Required Scoping Info :

 Gather the following Scoping Details 

• NSX Version:
• Load Balancer Details:
  • Name:
  • UUID:
  • Virtual Server Name:
  • Pool Members (IPs):
• Edge Details (for the LB):
  • Active Edge (Name & IP):
  • Standby Edge (Name & IP):
  • Are there any Active Edge Alarms visible on the NSX UI?

Triage Checklist

Detailed Problem statement:
 
Issue Timeline and Scope

• Problem Start Time: [Date and Time]

• Problem End Time (if applicable): [Date and Time]

Scope of issue:

• Scope: Is all VIP traffic hosted on the impacted Load Balancer affected? (Yes/No)

• Specific VIPs: If only specific VIPs are impacted, please list the specific VIP names/IPs.

• Accessibility: Are the affected VIPs completely inaccessible or is the inaccessibility intermittent?

• User Impact: Are all users attempting to use the LB impacted, or is it isolated to only a specific subnet of users?

Below is the structured methodology for collecting the critical data, logs, and packet captures necessary to diagnose application connectivity issues :

Stage 1: Initial Connectivity Tests

The following basic network tests must be performed to check for reachability, ping loss, or latency issues:

1. Execute Ping tests to the Virtual IP (VIP):

2. Execute Ping tests to each Pool Member IP address 

3. TCP port connectivity tests towards the VIP 
   
   
4. TCP port connectivity tests towards each of  pool members.

Stage 2: Error Message Capture (Application Layer)

Capture the exact error message observed when accessing the services directly and via the VIP:

1. Access the VIP and capture the complete error message displayed on the browser.

2. Access each pool member directly by IP address/hostname and capture the complete error message displayed on the browser.

3. Capture HAR results (HTTP Archive) while reproducing the issue by following the instructions in the referenced Broadcom KB: How to generate HAR file (KB 205795).

Stage 3: Enable Debug Logging (NSX Edge)

Enable verbose logging on the NSX Edge to capture detailed flow information during the issue timeframe.

1. Enable DEBUG logging on the Load Balancer page in the NSX-T UI.

2. Enable Access Logs on the Virtual Server page in the NSX-T UI.

3. Crucial Note: Gather logs from the Edge BEFORE disabling debug logging, as debug logs are immediately deleted upon disabling the setting.

4. Revert Logging: Ensure debug logging is reverted to the default level immediately after log capture is complete.

Stage 4: Packet Capture and Log Collection

The following deep inspection data and logs are mandatory for complete datapath analysis:

1. Packet Capture (PCAP): Perform a packet capture on the LB service interface on the active Edge node.

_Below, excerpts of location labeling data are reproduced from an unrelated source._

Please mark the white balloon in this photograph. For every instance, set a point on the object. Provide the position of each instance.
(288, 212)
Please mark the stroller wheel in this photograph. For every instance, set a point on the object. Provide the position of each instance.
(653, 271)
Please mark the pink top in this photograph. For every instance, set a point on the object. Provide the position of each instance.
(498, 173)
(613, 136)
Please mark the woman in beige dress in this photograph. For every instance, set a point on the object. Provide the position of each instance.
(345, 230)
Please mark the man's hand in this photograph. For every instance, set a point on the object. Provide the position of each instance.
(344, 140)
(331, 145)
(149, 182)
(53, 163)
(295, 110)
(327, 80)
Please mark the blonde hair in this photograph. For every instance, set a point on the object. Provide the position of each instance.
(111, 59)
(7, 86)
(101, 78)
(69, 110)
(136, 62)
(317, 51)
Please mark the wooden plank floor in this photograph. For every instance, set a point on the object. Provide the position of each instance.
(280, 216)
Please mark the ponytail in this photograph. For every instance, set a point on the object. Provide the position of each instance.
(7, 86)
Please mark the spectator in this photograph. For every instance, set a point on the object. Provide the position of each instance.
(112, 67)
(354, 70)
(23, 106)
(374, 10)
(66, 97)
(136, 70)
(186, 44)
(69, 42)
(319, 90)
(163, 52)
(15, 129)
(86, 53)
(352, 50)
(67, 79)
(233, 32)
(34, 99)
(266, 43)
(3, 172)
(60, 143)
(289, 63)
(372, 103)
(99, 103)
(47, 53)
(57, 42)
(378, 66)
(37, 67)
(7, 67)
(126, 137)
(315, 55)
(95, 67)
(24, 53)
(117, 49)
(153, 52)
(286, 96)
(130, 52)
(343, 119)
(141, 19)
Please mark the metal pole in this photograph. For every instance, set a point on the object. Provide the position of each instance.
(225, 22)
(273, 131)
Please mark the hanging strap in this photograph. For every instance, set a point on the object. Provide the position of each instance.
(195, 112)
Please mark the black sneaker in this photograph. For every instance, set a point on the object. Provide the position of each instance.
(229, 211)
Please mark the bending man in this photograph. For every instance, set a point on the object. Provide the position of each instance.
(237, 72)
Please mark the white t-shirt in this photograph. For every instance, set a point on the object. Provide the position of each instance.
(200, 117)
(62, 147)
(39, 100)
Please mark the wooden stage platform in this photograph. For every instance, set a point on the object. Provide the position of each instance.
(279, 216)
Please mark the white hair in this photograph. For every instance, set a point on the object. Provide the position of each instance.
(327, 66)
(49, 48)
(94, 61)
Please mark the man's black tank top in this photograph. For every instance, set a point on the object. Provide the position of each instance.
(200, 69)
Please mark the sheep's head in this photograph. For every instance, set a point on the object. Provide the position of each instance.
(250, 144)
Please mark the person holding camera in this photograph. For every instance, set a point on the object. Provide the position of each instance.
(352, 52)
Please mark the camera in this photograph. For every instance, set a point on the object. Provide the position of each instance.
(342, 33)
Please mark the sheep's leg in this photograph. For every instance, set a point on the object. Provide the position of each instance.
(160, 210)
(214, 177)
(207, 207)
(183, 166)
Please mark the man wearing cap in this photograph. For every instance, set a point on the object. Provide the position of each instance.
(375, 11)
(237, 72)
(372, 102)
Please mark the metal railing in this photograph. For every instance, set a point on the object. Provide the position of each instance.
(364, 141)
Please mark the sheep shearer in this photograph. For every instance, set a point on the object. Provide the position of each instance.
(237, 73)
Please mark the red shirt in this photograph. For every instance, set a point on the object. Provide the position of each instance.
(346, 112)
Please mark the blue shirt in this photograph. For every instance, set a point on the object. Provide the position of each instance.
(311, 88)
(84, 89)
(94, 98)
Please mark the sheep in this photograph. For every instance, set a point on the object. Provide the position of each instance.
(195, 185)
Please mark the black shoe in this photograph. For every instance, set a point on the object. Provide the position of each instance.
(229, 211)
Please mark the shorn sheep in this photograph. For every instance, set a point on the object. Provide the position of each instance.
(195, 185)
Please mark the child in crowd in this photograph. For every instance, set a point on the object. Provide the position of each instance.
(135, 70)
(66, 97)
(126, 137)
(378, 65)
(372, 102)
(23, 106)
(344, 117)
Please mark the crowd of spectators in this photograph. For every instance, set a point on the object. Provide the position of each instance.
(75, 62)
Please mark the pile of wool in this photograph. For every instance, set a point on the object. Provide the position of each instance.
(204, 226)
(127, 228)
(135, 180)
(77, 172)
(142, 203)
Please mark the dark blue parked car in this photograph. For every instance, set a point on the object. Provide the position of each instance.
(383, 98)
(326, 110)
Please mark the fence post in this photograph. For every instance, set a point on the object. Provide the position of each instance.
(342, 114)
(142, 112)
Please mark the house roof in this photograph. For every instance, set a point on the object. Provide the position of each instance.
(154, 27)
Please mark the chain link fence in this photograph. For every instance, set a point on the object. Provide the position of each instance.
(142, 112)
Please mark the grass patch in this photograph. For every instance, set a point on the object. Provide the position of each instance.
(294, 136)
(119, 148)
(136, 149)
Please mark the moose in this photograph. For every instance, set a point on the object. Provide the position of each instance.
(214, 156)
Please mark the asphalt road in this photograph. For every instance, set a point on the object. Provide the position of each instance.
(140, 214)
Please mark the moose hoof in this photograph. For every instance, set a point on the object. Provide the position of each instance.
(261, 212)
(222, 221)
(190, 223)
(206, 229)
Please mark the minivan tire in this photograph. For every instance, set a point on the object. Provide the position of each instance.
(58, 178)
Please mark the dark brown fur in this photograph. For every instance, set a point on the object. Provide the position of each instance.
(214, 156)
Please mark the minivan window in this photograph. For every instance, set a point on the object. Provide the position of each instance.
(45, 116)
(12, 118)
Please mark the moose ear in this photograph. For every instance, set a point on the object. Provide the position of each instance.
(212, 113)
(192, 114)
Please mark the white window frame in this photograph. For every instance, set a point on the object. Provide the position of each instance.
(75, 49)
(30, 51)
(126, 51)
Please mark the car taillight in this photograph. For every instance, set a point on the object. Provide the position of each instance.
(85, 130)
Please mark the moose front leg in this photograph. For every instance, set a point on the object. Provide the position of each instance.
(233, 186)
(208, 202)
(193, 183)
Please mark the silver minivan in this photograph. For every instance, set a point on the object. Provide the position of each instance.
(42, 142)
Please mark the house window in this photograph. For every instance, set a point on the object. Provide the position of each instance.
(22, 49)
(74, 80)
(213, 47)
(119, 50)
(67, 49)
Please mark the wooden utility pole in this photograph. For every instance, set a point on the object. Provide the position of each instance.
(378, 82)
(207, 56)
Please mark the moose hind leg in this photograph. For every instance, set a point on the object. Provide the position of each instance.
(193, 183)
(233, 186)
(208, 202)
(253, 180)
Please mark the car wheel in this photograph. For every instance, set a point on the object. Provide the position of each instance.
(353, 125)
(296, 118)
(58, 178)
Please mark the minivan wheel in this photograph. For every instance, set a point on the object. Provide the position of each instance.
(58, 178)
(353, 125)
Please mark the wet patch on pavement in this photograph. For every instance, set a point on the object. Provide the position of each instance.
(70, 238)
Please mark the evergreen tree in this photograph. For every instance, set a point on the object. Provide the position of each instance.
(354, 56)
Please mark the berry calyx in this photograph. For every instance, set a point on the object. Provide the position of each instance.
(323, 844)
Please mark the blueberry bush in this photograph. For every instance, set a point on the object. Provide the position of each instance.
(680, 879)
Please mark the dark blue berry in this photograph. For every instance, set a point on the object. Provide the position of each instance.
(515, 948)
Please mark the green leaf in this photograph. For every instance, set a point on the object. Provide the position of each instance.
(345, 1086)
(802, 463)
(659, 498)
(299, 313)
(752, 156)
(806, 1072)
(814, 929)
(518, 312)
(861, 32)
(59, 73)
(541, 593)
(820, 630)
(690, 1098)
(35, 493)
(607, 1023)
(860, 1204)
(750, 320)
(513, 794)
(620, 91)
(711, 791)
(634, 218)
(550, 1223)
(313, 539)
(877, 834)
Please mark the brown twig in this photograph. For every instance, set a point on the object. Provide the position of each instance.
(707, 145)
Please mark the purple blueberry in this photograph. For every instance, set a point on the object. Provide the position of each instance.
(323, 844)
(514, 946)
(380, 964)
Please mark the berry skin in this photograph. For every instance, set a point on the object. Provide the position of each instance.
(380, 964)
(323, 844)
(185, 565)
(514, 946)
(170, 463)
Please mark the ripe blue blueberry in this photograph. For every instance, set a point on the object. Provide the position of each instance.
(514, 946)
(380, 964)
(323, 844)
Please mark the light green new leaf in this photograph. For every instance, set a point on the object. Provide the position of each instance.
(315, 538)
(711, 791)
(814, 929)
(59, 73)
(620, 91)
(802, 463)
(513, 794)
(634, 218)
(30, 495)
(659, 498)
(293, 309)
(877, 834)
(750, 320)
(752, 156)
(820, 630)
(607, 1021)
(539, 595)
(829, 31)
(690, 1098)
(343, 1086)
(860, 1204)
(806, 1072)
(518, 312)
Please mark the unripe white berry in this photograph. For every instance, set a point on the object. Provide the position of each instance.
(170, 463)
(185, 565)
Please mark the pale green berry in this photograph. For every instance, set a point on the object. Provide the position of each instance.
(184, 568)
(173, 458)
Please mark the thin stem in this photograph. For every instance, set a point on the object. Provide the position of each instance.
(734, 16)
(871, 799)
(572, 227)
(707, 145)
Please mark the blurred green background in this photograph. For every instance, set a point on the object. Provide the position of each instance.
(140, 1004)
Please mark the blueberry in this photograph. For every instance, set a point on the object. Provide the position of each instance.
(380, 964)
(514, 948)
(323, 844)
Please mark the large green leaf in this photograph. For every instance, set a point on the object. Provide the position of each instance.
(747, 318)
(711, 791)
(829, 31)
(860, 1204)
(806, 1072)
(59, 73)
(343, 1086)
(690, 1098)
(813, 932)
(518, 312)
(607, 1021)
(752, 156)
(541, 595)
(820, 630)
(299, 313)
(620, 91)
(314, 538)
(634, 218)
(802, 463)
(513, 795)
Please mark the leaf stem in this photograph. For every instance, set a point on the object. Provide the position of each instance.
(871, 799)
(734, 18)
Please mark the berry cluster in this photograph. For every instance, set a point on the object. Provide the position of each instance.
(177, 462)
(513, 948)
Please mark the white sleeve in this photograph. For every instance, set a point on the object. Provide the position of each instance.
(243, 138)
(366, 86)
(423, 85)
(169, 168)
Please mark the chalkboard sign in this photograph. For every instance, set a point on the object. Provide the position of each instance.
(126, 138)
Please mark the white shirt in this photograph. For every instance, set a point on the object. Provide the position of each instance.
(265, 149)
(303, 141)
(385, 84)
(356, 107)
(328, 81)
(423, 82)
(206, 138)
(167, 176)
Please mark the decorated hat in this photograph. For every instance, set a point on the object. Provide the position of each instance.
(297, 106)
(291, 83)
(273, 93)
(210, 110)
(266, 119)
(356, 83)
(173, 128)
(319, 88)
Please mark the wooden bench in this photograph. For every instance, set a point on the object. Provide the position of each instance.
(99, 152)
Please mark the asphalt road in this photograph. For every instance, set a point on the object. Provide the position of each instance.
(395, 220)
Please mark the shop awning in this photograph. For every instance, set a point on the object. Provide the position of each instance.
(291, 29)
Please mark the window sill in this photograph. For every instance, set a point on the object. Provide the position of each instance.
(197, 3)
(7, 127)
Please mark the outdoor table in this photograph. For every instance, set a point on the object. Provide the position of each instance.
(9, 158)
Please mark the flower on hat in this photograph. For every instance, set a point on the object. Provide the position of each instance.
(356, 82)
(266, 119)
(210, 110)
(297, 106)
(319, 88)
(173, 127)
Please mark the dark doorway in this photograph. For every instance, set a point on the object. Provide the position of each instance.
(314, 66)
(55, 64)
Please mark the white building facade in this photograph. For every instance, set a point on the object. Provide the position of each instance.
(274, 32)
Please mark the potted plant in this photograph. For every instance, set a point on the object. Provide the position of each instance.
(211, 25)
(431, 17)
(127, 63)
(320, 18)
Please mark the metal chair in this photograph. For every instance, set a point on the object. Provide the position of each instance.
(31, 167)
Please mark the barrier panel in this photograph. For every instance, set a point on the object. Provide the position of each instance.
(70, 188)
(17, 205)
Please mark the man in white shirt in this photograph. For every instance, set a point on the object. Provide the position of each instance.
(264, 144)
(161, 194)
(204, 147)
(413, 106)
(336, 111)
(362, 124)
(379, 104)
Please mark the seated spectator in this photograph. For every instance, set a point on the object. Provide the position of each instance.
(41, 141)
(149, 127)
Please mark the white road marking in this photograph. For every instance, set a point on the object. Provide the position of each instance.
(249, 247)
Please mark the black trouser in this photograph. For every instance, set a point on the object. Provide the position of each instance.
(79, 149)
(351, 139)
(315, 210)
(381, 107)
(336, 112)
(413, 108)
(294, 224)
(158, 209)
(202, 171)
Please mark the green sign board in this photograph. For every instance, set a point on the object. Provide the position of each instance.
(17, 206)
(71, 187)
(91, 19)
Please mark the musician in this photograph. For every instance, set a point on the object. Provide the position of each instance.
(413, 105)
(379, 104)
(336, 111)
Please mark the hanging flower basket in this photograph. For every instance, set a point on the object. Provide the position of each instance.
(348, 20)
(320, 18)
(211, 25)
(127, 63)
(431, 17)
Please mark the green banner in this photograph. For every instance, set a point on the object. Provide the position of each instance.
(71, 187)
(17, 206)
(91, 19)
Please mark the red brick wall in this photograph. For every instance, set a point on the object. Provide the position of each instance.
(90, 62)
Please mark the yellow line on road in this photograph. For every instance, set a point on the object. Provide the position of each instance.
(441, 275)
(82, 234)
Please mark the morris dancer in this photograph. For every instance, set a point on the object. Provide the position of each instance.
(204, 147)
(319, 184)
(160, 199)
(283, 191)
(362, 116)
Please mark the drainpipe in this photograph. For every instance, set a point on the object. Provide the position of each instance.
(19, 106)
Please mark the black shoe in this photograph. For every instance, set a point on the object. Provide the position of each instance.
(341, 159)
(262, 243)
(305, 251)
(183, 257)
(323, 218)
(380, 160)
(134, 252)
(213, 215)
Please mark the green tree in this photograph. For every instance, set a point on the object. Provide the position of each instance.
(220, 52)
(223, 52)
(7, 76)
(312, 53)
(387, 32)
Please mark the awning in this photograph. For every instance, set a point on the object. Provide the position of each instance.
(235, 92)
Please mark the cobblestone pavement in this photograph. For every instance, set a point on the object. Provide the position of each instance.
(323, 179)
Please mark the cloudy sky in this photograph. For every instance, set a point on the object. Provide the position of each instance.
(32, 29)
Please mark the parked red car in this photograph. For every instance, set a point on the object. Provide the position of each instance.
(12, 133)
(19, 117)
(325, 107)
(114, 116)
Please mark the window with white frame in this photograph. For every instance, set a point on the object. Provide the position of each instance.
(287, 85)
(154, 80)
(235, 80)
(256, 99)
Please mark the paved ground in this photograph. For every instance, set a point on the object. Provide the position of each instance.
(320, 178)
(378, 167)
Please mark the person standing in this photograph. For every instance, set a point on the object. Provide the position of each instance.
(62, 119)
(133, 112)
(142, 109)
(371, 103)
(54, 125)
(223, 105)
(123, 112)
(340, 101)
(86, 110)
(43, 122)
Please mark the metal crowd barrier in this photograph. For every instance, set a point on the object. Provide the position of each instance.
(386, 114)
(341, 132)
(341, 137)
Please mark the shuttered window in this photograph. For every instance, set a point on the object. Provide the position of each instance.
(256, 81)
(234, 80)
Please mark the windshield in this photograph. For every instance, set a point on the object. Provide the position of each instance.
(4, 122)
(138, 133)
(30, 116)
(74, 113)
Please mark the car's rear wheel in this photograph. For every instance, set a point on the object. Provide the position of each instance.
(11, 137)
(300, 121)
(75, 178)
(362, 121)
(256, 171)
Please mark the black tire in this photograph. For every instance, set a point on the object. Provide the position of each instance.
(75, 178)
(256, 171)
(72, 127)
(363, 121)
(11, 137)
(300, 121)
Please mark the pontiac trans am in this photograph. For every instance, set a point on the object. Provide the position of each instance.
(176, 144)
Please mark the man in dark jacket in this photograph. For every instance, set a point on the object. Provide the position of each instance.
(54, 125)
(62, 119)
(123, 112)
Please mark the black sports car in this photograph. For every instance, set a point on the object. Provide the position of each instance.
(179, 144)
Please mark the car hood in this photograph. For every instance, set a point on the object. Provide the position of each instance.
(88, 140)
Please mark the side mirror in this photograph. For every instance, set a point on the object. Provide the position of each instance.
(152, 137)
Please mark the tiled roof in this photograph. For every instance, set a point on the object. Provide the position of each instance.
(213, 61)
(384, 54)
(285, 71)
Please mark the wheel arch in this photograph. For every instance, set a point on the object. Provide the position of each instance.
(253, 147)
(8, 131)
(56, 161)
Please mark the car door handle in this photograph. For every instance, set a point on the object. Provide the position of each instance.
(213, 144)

Use the exclusive packet capture method defined in the following Broadcom KB: Configuring Exclusive Packet Capture for Load Balancer (KB 345763).

2. Application TCP Dump: Capture a TCP dump on the application hosted pool member simultaneously during the time the error is reproduced.

Stage 5: Essential historical data from VROPs :
Incase if VROPs is configured on your infrastructure Please collect the required graphs outlined in the below KB:

Troubleshooting NSX Native Load Balancer Issues using VMware Aria Operations

Mandatory Logs Required :

• Edge Log Bundle: Download the Edge log bundle with core file enabled.

• Manager Log Bundle: Download the NSX Manager log bundle.